Площадь быстро опустела. Народ спешил к застолью. Праздник! К тому же завтра выходной. Елена наготовила салатов. Купила шампанского. Бутылочку коньяка. Тогда ещё было в продаже. Они пировали вдвоём. Никого не приглашали. И сами отказались от приглашений. Им хронически не хватало друг друга. Каждая выпавшая свободная минута Савватиевыми ценилась выше всяческого золота. Целыми днями они могли валяться на диване, крепко обнявшись. Простое прикосновение ладошек приводило обоих в восторг. Не говоря уж о большем. Вот и сейчас, отобедав, слегка захмелевшие, они улеглись перед телевизором. Леночка, как обычно, пригрелась в подмышке, закинув на него руку и ногу. По первому каналу показывали новости. Репортаж с Красной Площади. Главный военный парад. Прохождение войск, техники. Затем демонстрация.
– Ген, тебе не кажется, что Брежнев какой-то не такой?
– В смысле?
– Ну, как не живой. Не улыбнётся, ни поведёт бровью. Вообще никаких гримас. Только смотрит и рукой помахивает. Одет легко. В Москве, наверно, тоже не лето.
– Действительно, чего это с ним? Последние дни серость какая-то одолевает. Отчего-то вдруг стало противно всё. Будто прозрение. Кругом фиглярничание. Дефилируют в папахах, местечовые князья, волю свою навязывают. Всё время кажется, что на головах у них вороньи гнёзда. Так и хочется запустить дрыном. Каждая мразь корчит самодержца.
– Геночка, так всё сложно? Кто это там на тебя навалился?
– Да есть уникумы.
– Расскажешь?
– Много ему чести.
– Ему? Значит, конкретная особь. И кто же?
– Да сосед наш по дому. Во втором подъезде обитает. Баранов. Заместитель по тылу.
– Ему-то чего от тебя?
– Пока ничего. Но чувствую, не безразличен вдруг я ему стал.
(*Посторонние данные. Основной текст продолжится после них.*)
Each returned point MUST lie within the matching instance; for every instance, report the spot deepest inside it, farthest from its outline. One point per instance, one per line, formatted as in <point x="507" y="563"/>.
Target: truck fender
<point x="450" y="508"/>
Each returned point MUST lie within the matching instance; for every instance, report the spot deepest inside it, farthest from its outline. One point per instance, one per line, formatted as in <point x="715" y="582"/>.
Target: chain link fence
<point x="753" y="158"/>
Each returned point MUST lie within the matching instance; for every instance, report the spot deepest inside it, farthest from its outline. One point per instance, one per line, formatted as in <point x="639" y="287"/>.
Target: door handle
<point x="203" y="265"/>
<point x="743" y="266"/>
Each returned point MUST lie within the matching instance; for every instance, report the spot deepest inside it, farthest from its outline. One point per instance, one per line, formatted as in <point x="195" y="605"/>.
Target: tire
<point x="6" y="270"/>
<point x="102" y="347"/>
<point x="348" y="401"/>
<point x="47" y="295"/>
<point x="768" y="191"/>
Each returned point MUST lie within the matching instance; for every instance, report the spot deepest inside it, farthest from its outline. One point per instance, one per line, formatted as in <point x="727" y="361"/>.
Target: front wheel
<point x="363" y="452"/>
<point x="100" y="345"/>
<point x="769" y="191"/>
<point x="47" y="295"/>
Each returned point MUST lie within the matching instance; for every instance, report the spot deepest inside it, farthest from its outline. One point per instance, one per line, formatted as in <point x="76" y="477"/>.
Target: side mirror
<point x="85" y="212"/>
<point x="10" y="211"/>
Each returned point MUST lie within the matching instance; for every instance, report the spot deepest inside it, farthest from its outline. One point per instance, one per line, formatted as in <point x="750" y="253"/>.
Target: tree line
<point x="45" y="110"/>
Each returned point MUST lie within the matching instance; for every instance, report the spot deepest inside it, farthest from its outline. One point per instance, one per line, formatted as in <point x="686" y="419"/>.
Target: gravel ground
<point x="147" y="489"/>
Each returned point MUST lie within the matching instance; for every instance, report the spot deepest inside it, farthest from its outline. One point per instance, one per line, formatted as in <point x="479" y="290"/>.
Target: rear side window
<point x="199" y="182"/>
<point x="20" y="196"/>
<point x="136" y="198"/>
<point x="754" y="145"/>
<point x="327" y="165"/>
– А начальник твой что же?
– Пустое место. Работу свалил всю на меня. И по медпункту, и по всей части. Если что-нибудь из ряда вон выходящее, умывает руки. Это Савватиев, это не я. Я ни при чём. И командир игру эту почему-то принял. Я простой начальник медицинского пункта. Моя территория этим и ограничивается. Приём больных, диспансерное наблюдение, обследования. Техническое состояние здания. Ясное дело, моё. Но меня гоняют и на проверки. А права? Какие мои полномочия? Ну, пойду, накопаю. А дальше? Бардак повсеместный. Бороться надо. А как? Кто ты какой, говорят мне в подразделениях.
– Начмед благодарить должен.
– Та где там! Ты, Петрович, говорит, слишком радикален. Помягче надо. Как помягче? Загадят всё.
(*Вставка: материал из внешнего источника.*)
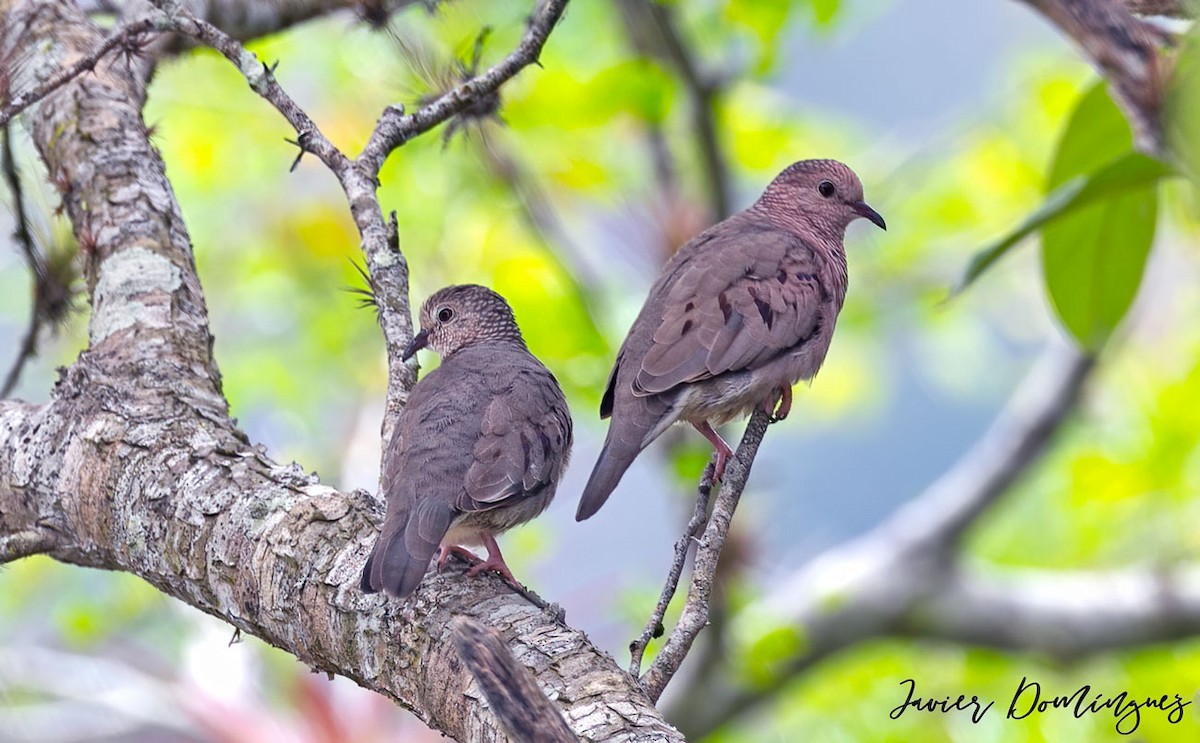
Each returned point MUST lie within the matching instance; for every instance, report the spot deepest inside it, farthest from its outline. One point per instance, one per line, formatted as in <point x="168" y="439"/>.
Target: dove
<point x="478" y="449"/>
<point x="738" y="315"/>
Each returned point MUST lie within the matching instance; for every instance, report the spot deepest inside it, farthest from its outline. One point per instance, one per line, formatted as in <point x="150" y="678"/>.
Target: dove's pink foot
<point x="495" y="559"/>
<point x="463" y="552"/>
<point x="495" y="562"/>
<point x="784" y="402"/>
<point x="723" y="450"/>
– Создаётся впечатление, что только тебе небезразлично.
– Кто знает, может, так и есть. Или, как на Руси, впряглась кобылка, так на неё всё и грузят. Пусть себе тащит, а мы пожируем.
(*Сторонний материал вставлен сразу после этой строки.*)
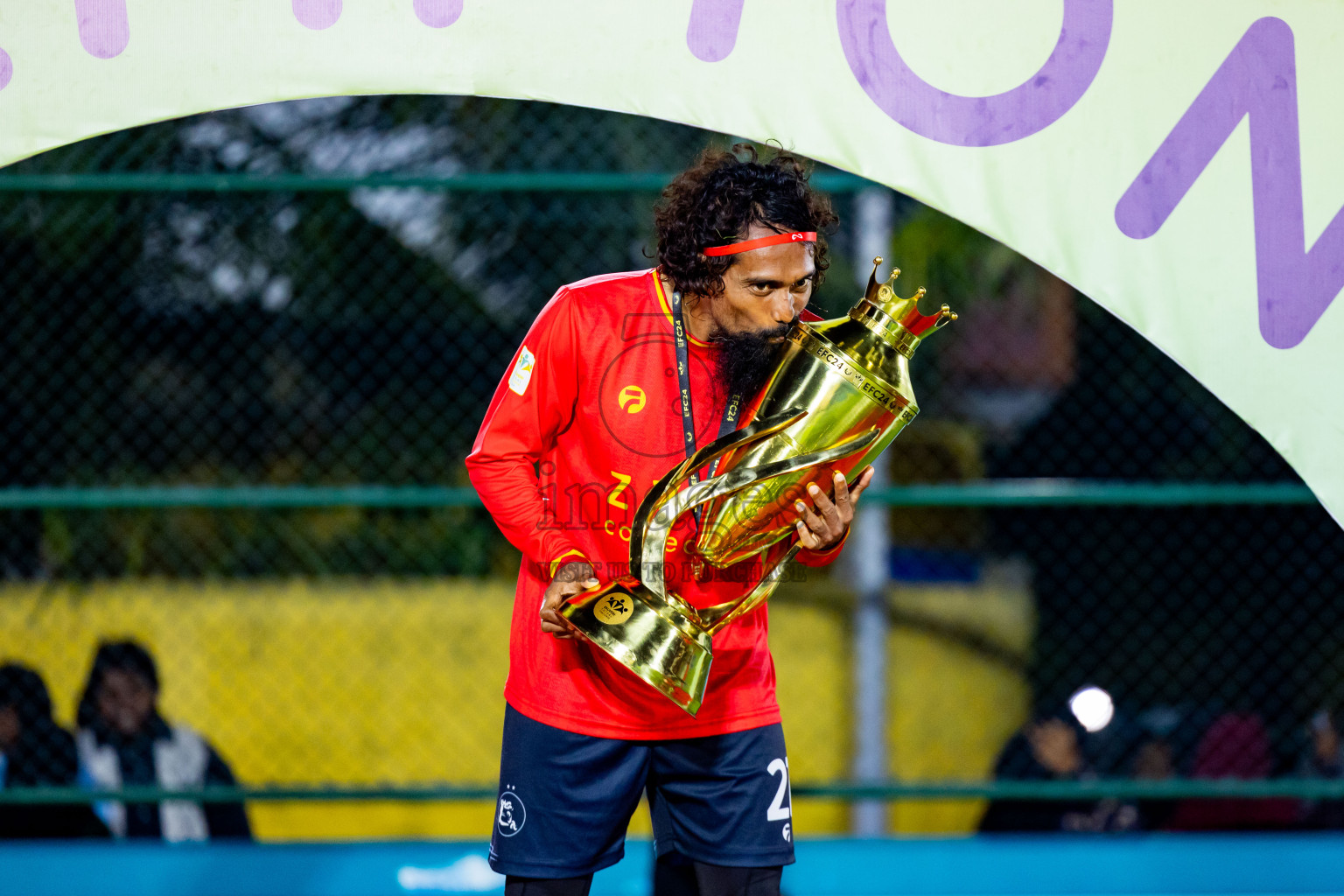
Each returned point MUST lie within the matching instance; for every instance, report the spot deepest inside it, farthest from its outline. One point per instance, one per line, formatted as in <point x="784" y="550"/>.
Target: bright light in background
<point x="1093" y="708"/>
– Что вообще там у вас происходит?
– Думаю, то же, что и в стране. Маразм. Глянь на трибуну. Хоть одно лицо, способное руководить государством, видишь? Тем более империей. Ильич-то наш дошёл до точки. Ручкой машет. Ведь и вправду, не шелохнётся.
– Остальные же только и делают, что вертятся.
– Тоска зелёная. Кино какое-нибудь сегодня есть?
– Надо программу глянуть. Я сейчас.
– Оставь, лапусик. Ну её к лешему. Лучше поцелуй меня.
– А ты меня.
Назавтра по телевизору началась вообще белиберда. По обеим программам гоняли симфоническую музыку. Вперемежку между симфониями вклинивали фильмы: «Человек с ружьём», «Мы из Кронштадта», «Рассказы о Ленине». Несколько раз повторяли «Лебединое озеро» Чайковского.